The urge to bring the language more into accord with Natural Law is evident in hundreds of projects typified by this statement of Lord Chesterfield's published in The World in 1754, a year before the appearance of Johnson's Dictionary:
It must be owned that our language is, at present, in a state of anarchy, and hitherto, perhaps, it may not have been the worse for it. During our free and open trade, many words and expressions have been imported, adopted, and naturalised from other languages, which have greatly enriched our own . . . The time for discrimination seems to be now come. Toleration, adoption, and naturalisation have run their lengths. Good order and authority are now necessary. But where shall we find them, and at the same time, the obedience due to them? We must have recourse to the old Roman expedient in times of confusion, and choose a dictator. Upon this principle, I give my vote for Mr. Johnson to fill that great and arduous post . . ."
Johnson's ponderous two-volume Dictionary, great achievement though it was, offered only a partial solution to the problems of normalising the language, and before the century ended there were many other attempts. The efforts at standardisation spilled over into literary texts. One mid-eighteenth-century editor announced that Shakespeare's works were an "unweeded Garden grown to Seed", and confidently set about the cultivation and pruning he thought necessary. Another over-earnest reformer named Bentley tackled Milton's poetry, and got for his pains Pope's ridicule for being a scribbler "whose unwearied pains / Made Horace dull, and humbled Milton's strains". If there was widespread agreement that the English language needed polishing, there was little agreement about how it should be done, and the controversy continued throughout the century.
One characteristic of the many arguments for purification of English was a sort of intellectual elitism that rejected the living language of the mob (the word mob is itself an eighteenth-century coinage used by those who wished to emphasise their social exclusivity). The more commons words of Anglo-Saxon derivation were frowned upon as low, slangy, or imprecise, and in their place many Latinisms were substituted, largely because words derived from Latin were supported by the "authority" of classical writers, and also because they were suited for expressing the abstractions that dominated eighteenth-century thinking.

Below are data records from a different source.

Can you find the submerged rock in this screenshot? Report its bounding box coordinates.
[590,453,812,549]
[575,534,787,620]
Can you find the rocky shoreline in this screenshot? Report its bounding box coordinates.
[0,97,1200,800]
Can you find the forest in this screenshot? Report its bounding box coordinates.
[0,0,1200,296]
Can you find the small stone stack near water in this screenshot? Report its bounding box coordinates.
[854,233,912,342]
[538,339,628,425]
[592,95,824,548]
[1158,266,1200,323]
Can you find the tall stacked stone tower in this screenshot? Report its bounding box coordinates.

While neo-classicism did much to tone down the bizarre and freakish aspects of seventeenth-century speech, it did not, in spite of its insistence on rules and rigidity, stamp out the rich variety which makes English a vital instrument of communication. Although both Johnson and Swift objected to the use of such words as hubug, prig, doodle, bamboozle, fib, bully, fop, banter, stingy, fun, prude, they continued in use then as they are today, evidence of the fact that people, not grammar books or dictionaries, make and perpetuate language.